Tijdens de wederopbouw werd ruilverkaveling een instrument om de productiviteit en efficiëntie van de agrarische sector te verhogen. Ook De Scheeken kreeg een herindeling en werd zo het eerste gebied in Nederland met een landschapsplan. De kavels werden groter en breder ontsloten, met behoud van de karakteristieke, kleinschalige inrichting. Streekeigen planten en bomen werden geplant. Populieren omzoomden nieuwe kavels en langs enkele wegen kwamen eiken. Deze herverkaveling is in 1956 afgerond.

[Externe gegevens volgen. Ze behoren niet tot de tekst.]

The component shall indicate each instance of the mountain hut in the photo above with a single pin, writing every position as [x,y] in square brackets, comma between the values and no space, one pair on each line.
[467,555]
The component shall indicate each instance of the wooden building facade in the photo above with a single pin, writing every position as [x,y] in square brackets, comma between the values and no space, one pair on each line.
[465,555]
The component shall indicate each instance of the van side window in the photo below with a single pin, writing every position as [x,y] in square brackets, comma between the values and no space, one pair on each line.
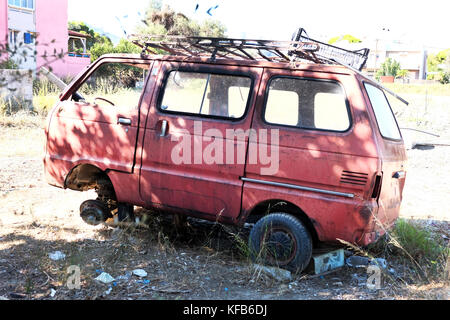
[308,104]
[119,83]
[383,112]
[206,94]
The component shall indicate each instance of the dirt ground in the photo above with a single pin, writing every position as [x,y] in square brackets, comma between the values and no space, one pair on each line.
[199,262]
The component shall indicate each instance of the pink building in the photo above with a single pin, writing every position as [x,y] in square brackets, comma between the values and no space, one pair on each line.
[39,26]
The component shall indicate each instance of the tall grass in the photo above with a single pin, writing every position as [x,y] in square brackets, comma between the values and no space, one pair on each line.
[435,89]
[423,253]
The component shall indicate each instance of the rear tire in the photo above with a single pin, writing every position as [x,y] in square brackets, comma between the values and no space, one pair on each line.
[281,240]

Onderzoek naar status van het gebied

Ruim vijftig jaar later gaven de stichting Brabantse Boerderij en de bewoners van de gemeenten Boxtel, Best en Sint-Oedenrode bij hun gemeenten aan welke uitvoeringsprojecten zij graag wilden doen. Het revitaliseren en verkennen of de houtproductie als duurzame energie rendabel te gebruiken was, was één van de projecten die de Brabantse gemeenten uitkozen en als kansrijk bestempelden. Er was echter weinig kennis over de wederopbouw en de status van het gebied. Om daar meer over te weten te komen, onderzochten bureau Overland en het Monumenten Advies Bureau in 2014 het landschap en de bebouwing van De Scheeken.

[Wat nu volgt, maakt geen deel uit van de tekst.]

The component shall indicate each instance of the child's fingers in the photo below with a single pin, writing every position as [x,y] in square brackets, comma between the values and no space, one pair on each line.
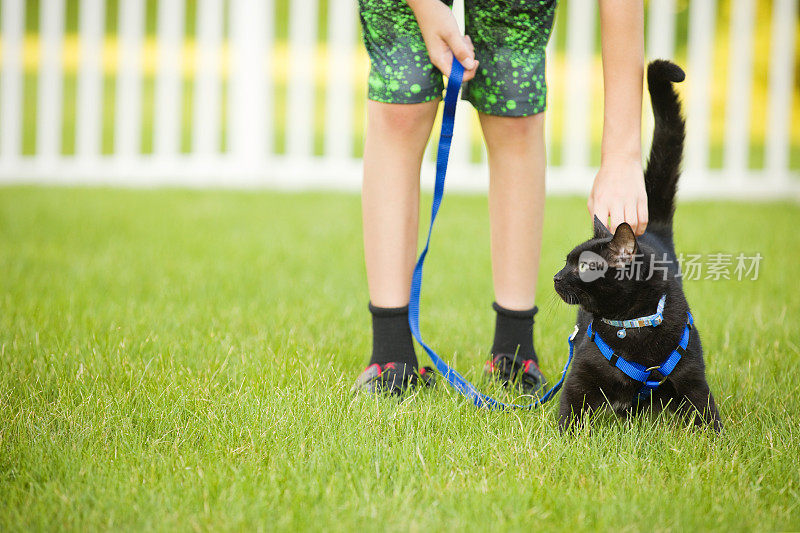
[643,214]
[458,45]
[631,217]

Uit het onderzoek bleek dat er de afgelopen vijftig jaar veel kleinschalige populieren- en perceelsrandbeplanting is verdwenen. Dat geldt ook voor de kenmerkende solitaire populierenakkers. Een flinke aantasting van het karakteristieke en cultuurhistorische karakter van dit wederopbouwgebied.

Herstel door aanplanten, snoeien… en composteren

Het project ‘Revitalisering populierenlandschap’ werd door de gemeenten opgenomen in een uitvoeringsprogramma, om het landschap te herstellen door populieren te planten en te onderhouden. Verschillende lokale partijen werkten voor dit project samen. Zo leverden lokale boomtelers de bomen. En basisschoolleerlingen van De Oversteek uit Liempde plantten populieren op de Nationale Boomfeestdag in maart 2015.

Voor een goede houtgroei en veiligheid moeten populieren gesnoeid – en soms gekapt - worden. Om dit te bekostigen, is onderzocht of het snoeiafval verkocht kon worden als biomassa. Dit bleek niet rendabel te zijn. Geïnteresseerde vrijwilligers kunnen nu een cursus volgen, waar ze leren om populieren te snoeien. Zo beperken de gemeenten alsnog de snoeikosten.

Uiteindelijk zijn er ruim 1500 populieren aangeplant langs gemeentelijke wegen, bermen en lanen en op percelen van particulieren en agrariërs. Hiermee zijn delen van de kenmerkende structuren hersteld of vernieuwd. Ook zijn 600 populieren inmiddels gesnoeid, de snoei van 2000 andere bomen staat gepland. De Natuurwerkgroep Liempde koopt het snoeihout nog steeds aan zodat het op locatie kan composteren. Ook zorgt de werkgroep dat er nieuwe populieren aangeplant blijven worden.